In universities, we often talk about ‘Impact’, but policy and impact are inextricably linked. Our scientific discoveries impact government policy, and government policy drives our ability to deliver impact. As newly appointed Academic Lead for Impact within FoDOCS, this was a tremendous opportunity to see this first-hand.
Scientists can influence government policy
One of the central ways in which scientists can influence policy, and thus impact society and economy, is by providing evidence to Parliamentary Select Committees. Parliament often wants advice on a topic, and one means for them to get this is to launch an Inquiry in a Select Committee. Select Committees then invite written evidence from experts in the area. Any individual or group of scientists can provide written evidence, usually in the form of a statement of no more than 3000 words. From the submitted written evidence, the committee invites individuals to provide oral evidence in Westminster.
Why should we as scientists provide evidence to Select Committees? Besides the opportunity to have our science and opinions acted upon, evidence presented to Select Committees is often quoted directly in policy decisions. And, when government acts, we have the basis for a strong Impact Case Study that can be submitted to the Research Excellence Framework. For basic scientists, this is a great opportunity to build an Impact Case Study, simply based on your expertise.

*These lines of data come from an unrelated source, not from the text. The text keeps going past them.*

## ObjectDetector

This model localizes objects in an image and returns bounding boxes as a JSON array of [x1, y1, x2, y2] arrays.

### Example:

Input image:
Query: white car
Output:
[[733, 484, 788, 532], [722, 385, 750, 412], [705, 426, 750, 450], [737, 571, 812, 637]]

The Science and Technology Select Committee is currently holding inquiries into areas in which our faculty has expertise, including ‘Diversity and Inclusion in STEM’ and ‘Reproducibility and Research Integrity’, but new inquiries are being opened all the time.
You can see all current inquiries here or follow the Science and Technology Select Committee on Twitter @CommonsSTC. If you decide to provide written evidence to a Select Committee, let me know so we follow up on how they act on your evidence.
Learning from leaders in other fields
I was paired for the week with Fleur Anderson, who is the Labour MP for Putney in southwest London. It was eye-opening to get such an intimate look into Fleur’s every day. She has a genuine desire to make things better for her constituents, who she talks about as if they are part of her team.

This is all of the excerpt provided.